The tariffs will have several other knock-on effects. They will produce retaliation by Canada and Mexico, which in turn will depress GDP growth. Even a modest uptick in prices will spook the bond market and the Federal Reserve, raising interest rates.
That in turn will spook the stock market. The Dow is down almost 1,400 points in the last two days. A falling stock market feeds on itself, and more is likely to come.
All of this will be bad for consumer confidence, which had already been plummeting. The Conference Board’s Consumer Confidence Index for February, released last week, fell for the third straight month, marking the largest monthly decline since August 2021.
And when consumers are in a pessimistic mood about the economy, they reduce their spending. Consumer spending in the U.S. dropped 0.2 percent in January—the first monthly decline since March 2023. Spending probably fell even more in February.
What has gotten less attention is the risk of a general implosion in demand, as the result of several other Trump-Musk policies. Trump is about to get a bitter lesson in Keynesian economics, in reverse.
The cuts in government spending and the layoffs of government employees not only have a direct impact on total demand.

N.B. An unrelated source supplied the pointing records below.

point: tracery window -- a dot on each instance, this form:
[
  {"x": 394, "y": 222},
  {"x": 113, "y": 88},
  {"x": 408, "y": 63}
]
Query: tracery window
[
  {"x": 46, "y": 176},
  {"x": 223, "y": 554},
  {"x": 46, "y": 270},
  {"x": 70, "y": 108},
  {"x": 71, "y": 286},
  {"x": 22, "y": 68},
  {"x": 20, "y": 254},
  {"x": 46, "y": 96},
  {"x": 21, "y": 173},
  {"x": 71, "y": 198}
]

Across the economy, institutions from universities to research labs to government contractors have prudently reduced planned outlays because they have no idea whether anticipated government support will materialize.
This is Keynes’s famed multiplier, but in the wrong direction. It artificially recreates what occurred after the stock market collapse of October 1929, as layoffs led to more layoffs and the economy went into free fall.
Which raises the question: What in the hell does Trump think he is accomplishing?
I’m guessing that the tariff part of Trump’s wreckage is a pure case of Trump’s impulsivity and irrational fondness for tariffs. I’m also guessing that there have been frantic back-channel conversations between White House aides and Treasury Secretary Scott Bessent and Commerce Secretary Howard Lutnick, who understand the risks even if Trump doesn’t.
Yesterday afternoon, all too predictably, Lutnick told Fox Business: "Both the Mexicans and the Canadians were on the phone with me all day today trying to show that they’ll do better, and the president’s listening, because you know he’s very, very fair and very reasonable. So I think he’s going to work something out with them." Good luck with that.
The problem is that it’s easier to engineer a crisis of consumer and investor confidence and aggregate demand than it is to undo it. Even if Trump were to come up with some face-saving pretext for once again suspending the tariffs, investors and consumers know that Trump is capable of reversing today’s policies on a whim yet again.
Pathetically, Lutnick has talked about revising government indicators of GDP. Sorry, but you can tinker with how you measure GDP, but that doesn’t change reality. Even harder to reverse will be the Keynesian multiplier effects of all of the Musk-ordered layoffs and cuts in public spending.
A related key question is whether Trump has any master plan for the economy here, or whether he is just batshit crazy. The evidence is that Trump’s effort to destroy the government reflects a certain malign consistency, but that his effort to destroy the economy is based on sheer ignorance and impulsivity.
His economic policy is internally inconsistent, and totally at odds with his political need to tame inflation. He is on track to have the kind of stagflation that did in Jimmy Carter, only far worse—and self-inflicted.
Live by bullshit, perish by bullshit.
Trump has the power to issue commands in the domains that he controls, but he can’t command the stock market to levitate, or prices to moderate, or consumers to feel confident, or people who have just been laid off to go out and shop.
In a couple of weeks, the budget talks will reach the point of an increasingly likely government shutdown. Closing the government will be even more of a hit to total demand and consumer and investor confidence.
In agreeing to reopen the government, Democrats are in a good position to demand that Trump reopen the whole government, starting with the parts that Musk has illegally shut down. In the meantime, this engineered crisis is entirely Trump’s.